Un an après le dramatique décès de Randy Rhoads, Ozzy est de retour avec une nouvelle offrande studio. Brad Gillis, qui officiait sur le live "Speak Of Evil", a finalement décidé de rejoindre définitivement Night Ranger, mais le seigneurs des ombres n'a pas tardé à lui trouver un remplaçant en la personne du jeune prodige Jack E. Lee, débauché au sein de Mickey Ratt (qui plus tard deviendra Ratt …). Complétant le désormais traditionnel jeu des chaises musicales au sein de la formation accompagnant le madman, Bob Daisley a repris sa place au dépens de Rudy Sarzo parti rejoindre Quiet Riot, prouvant au passage que le monde est petit puisque c'est dans ce même combo qu'Ozzy avait repéré Randy Rhoads à l'époque.

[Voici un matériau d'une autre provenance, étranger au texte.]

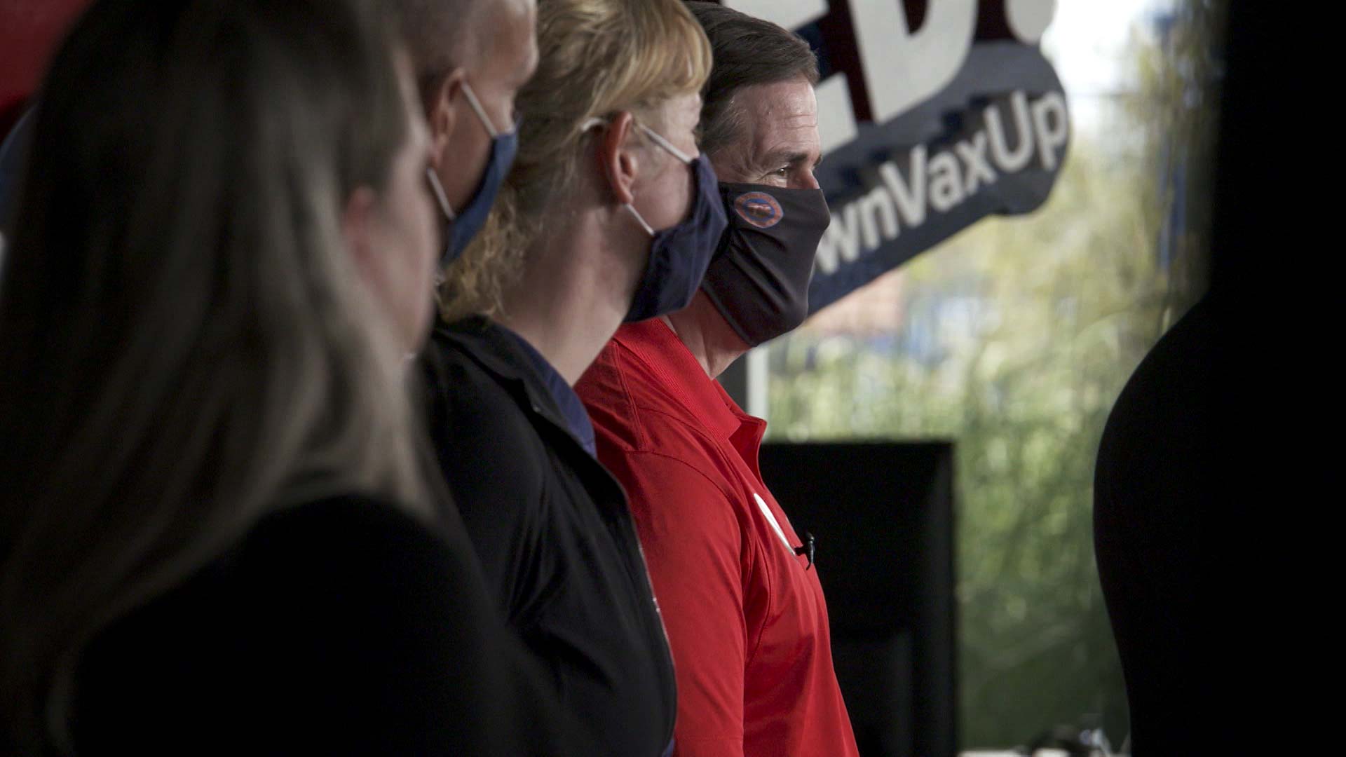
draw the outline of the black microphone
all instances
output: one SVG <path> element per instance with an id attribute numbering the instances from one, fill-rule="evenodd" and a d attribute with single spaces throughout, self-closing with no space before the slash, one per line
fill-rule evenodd
<path id="1" fill-rule="evenodd" d="M 800 544 L 798 547 L 794 548 L 794 554 L 795 555 L 809 555 L 809 564 L 804 570 L 809 570 L 810 567 L 813 567 L 813 550 L 814 550 L 814 546 L 816 546 L 816 540 L 813 539 L 813 533 L 805 531 L 804 532 L 804 544 Z"/>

Qu'attendre de l'ancien frontman de Black Sabbath alors que celui-ci a été profondément affecté par la disparition de son complice guitariste et qu'il continue à se vautrer dans l'alcool et la drogue ? Pas grand-chose à priori, sauf qu'Ozzy est un cas à part, défiant les lois de la médecine, continuant à trouver l'inspiration au plus profond de sa douleur de vivre et profitant d'un entourage sachant tirer le meilleur de sa souffrance pour en faire une réussite artistique et commerciale. Ne négligeant pas les évolutions musicales à la mode, ce "Bark At The Moon" continue à développer une imagerie diabolique et malfaisante, adoucie par une ambiance plus gothique, et désormais renforcée par des éléments plus mélodiques, le jeu de Lee délaissant les éléments néo-classiques de Rhoads pour les remplacer par une approche plus Hard-Rock, alors que les claviers de Don Airey se font plus prégnants.

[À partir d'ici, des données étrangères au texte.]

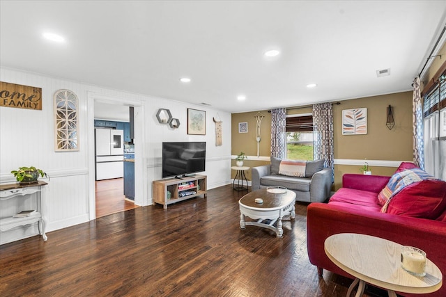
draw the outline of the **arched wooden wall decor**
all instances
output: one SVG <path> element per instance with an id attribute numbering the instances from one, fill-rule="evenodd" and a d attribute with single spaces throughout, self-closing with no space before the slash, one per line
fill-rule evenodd
<path id="1" fill-rule="evenodd" d="M 220 119 L 218 114 L 217 115 Z M 222 123 L 223 121 L 217 120 L 215 118 L 213 118 L 214 122 L 215 123 L 215 146 L 220 147 L 223 145 L 223 139 L 222 138 Z"/>
<path id="2" fill-rule="evenodd" d="M 79 150 L 77 96 L 69 90 L 59 90 L 54 101 L 54 150 L 56 152 Z"/>

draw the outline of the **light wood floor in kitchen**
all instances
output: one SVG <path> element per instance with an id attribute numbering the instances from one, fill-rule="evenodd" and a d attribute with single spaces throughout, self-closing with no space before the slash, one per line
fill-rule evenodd
<path id="1" fill-rule="evenodd" d="M 96 218 L 139 207 L 125 200 L 124 179 L 99 180 L 96 186 Z"/>

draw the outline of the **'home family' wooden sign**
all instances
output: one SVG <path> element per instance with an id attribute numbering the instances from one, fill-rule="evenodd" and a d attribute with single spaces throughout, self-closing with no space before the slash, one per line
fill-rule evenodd
<path id="1" fill-rule="evenodd" d="M 42 88 L 0 81 L 0 106 L 42 110 Z"/>

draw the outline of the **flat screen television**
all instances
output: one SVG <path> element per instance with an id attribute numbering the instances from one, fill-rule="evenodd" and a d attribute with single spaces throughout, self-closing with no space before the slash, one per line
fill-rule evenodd
<path id="1" fill-rule="evenodd" d="M 206 156 L 206 142 L 162 143 L 162 178 L 205 171 Z"/>

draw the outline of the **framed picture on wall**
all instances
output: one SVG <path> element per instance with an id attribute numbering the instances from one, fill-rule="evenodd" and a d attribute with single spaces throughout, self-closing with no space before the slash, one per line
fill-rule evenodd
<path id="1" fill-rule="evenodd" d="M 248 123 L 247 122 L 238 123 L 238 133 L 248 133 Z"/>
<path id="2" fill-rule="evenodd" d="M 342 135 L 367 134 L 367 109 L 342 111 Z"/>
<path id="3" fill-rule="evenodd" d="M 187 109 L 187 134 L 206 135 L 206 112 Z"/>

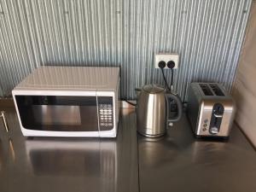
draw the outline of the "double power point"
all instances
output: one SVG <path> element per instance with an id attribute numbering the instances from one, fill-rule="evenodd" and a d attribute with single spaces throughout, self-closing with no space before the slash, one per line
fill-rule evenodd
<path id="1" fill-rule="evenodd" d="M 178 54 L 160 53 L 154 55 L 155 68 L 177 68 L 178 61 Z"/>

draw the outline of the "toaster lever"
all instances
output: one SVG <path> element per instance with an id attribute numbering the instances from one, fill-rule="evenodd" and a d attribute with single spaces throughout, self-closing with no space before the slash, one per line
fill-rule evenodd
<path id="1" fill-rule="evenodd" d="M 222 114 L 216 114 L 216 113 L 214 113 L 213 115 L 214 115 L 214 117 L 216 117 L 216 118 L 222 118 L 222 117 L 223 117 Z"/>

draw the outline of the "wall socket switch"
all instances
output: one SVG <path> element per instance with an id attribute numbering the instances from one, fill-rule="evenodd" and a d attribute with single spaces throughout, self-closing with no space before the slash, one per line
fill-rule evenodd
<path id="1" fill-rule="evenodd" d="M 160 61 L 165 61 L 166 67 L 164 68 L 168 68 L 167 62 L 172 61 L 175 63 L 174 69 L 178 68 L 179 55 L 176 53 L 158 53 L 154 55 L 154 67 L 160 68 L 158 64 Z"/>

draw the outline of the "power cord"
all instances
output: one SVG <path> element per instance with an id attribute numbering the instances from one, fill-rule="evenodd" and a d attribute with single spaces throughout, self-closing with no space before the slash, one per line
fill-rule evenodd
<path id="1" fill-rule="evenodd" d="M 132 105 L 132 106 L 137 106 L 137 104 L 133 103 L 133 102 L 129 102 L 128 100 L 125 100 L 127 103 L 129 103 L 130 105 Z"/>
<path id="2" fill-rule="evenodd" d="M 164 80 L 165 80 L 166 88 L 167 88 L 168 90 L 172 90 L 172 89 L 169 87 L 169 84 L 167 84 L 167 80 L 166 79 L 163 68 L 161 68 L 161 72 L 162 72 L 162 75 L 163 75 L 163 78 L 164 78 Z"/>

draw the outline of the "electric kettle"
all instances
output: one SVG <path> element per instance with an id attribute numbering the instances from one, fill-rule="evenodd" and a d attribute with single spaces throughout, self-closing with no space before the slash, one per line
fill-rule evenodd
<path id="1" fill-rule="evenodd" d="M 178 121 L 183 106 L 177 95 L 168 93 L 163 87 L 147 84 L 138 90 L 137 108 L 137 131 L 146 137 L 157 137 L 164 135 L 169 122 Z M 170 100 L 177 106 L 177 115 L 169 119 Z"/>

Encore une fois, le résultat est à la hauteur, Ozzy et sa bande accouchant d'un nouvel album référence malgré ses évolutions, le chant nasillard du madman restant l'incontournable pierre angulaire des productions estampillées de son patronyme. Le démarrage se fait sur les chapeaux de roue avec deux titres incontournables aux riffs et refrains imparables. A la puissance mélodique de "Rock'n'Roll Rebel", le titre éponyme ajoute les hurlements démoniaques qui traduisent toute la folie à la fois inquiétante et attachante du chanteur. Le Heavy se veut majoritairement mélodique, se drapant d'angoissants éclairs de claviers ("Now You See (Now You Don't)"), d'une introduction gothique propice au recueillement avant d'accélérer et de se faire cinglant et enflammé ("Forever"), ou se faisant sombre et désespéré ("Waiting For Darkness"). Le quintet se lance également dans une belle balade avec piano et violons au refrain émouvant ("So Tired"), émotion également palpable sur le mid-tempo "You're No Different", alors que la dernière originalité vient d'un "Spiders" aussi torturé et rampant que les sales bestioles dont il porte le nom.
En faisant évoluer sa recette, Ozzy Osbourne réussit à se maintenir au niveau d'exigence que ses 2 premiers albums ont fait naitre au sein des fans de son Heavy aussi sombre que mélodique, attachant bien que torturé. "Bark At The Moon" s'impose comme un nouvel album incontournable permettant de découvrir un petit génie de la six-cordes qui marque déjà quelques compositions de son empreinte. Il est également à signaler que l'ordre ainsi que l'appellation de certains titres changeront à l'occasion des différentes rééditions de cet opus, "Forever" étant parfois intitulé "Center Of Eternity", et "Spiders", "Spiders In The Night".